A imagem do Event Horizon Telescope do buraco negro em Messier 87
A primeira imagem publicada da silhueta de um buraco negro, no centro da galáxia Messier 87. Photo: Event Horizon Telescope, Wikimedia Commons, CC BY 4.0

Um horizonte de eventos não emite luz própria, pelo que nenhum telescópio o consegue fotografar diretamente — o que os astrónomos conseguem captar é a sua silhueta contra o gás incandescente e sobreaquecido que gira mesmo ao lado de fora. Foi essa silhueta que o Event Horizon Telescope, uma rede global de antenas de rádio a funcionar como um único instrumento, se propôs captar. A primeiríssima imagem de um buraco negro, no centro da galáxia Messier 87, foi publicada pela Event Horizon Telescope Collaboration a 10 de abril de 2019, distribuída simultaneamente por seis publicações científicas.

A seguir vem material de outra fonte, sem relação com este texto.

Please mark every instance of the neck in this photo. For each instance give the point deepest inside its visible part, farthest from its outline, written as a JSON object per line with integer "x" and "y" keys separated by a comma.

Os números por detrás dessa imagem são impressionantes por si só. O telescópio mediu a massa desse buraco negro em 6,5±0,7 mil milhões de massas solares e o diâmetro do seu horizonte de eventos em aproximadamente 40 mil milhões de quilómetros (270 UA), cerca de 2,5 vezes menor do que a sombra luminosa que a imagem efetivamente mostra — a sombra surge ampliada pela forma como a luz se curva em torno do horizonte antes de chegar à Terra. Em 12 de maio de 2022, a mesma colaboração revelou um segundo retrato: o buraco negro supermassivo no centro da nossa própria Via Láctea, Sagitário A*.

Ambas as imagens dependeram de uma resolução sem precedentes. Desde 2018, o Event Horizon Telescope tem captado imagens num comprimento de onda de 870 micrómetros (345 GHz), alcançando uma resolução angular de 19 microarcossegundos — a mais nítida entre todos os telescópios terrestres, e aproximadamente o que seria necessário para ler o título de um jornal na superfície da Lua a partir da Terra.

Um brilho ténue mesmo na fronteira

Até a fronteira mais absoluta da física acaba por ter uma brecha, pelo menos em teoria. A radiação de Hawking é libertada mesmo fora do horizonte de eventos de um buraco negro, de acordo com um modelo de efeitos quânticos desenvolvido por Stephen Hawking em 1974. O próprio horizonte continua a não deixar nada regressar — a radiação é um processo quântico distinto que ocorre precisamente no seu limiar, e não luz a escapar de detrás da fronteira.

É um lembrete de que o horizonte de eventos, apesar de toda a sua definitividade, não é a última palavra sobre o que um buraco negro faz. É simplesmente a linha a partir da qual o universo deixa de te manter informado.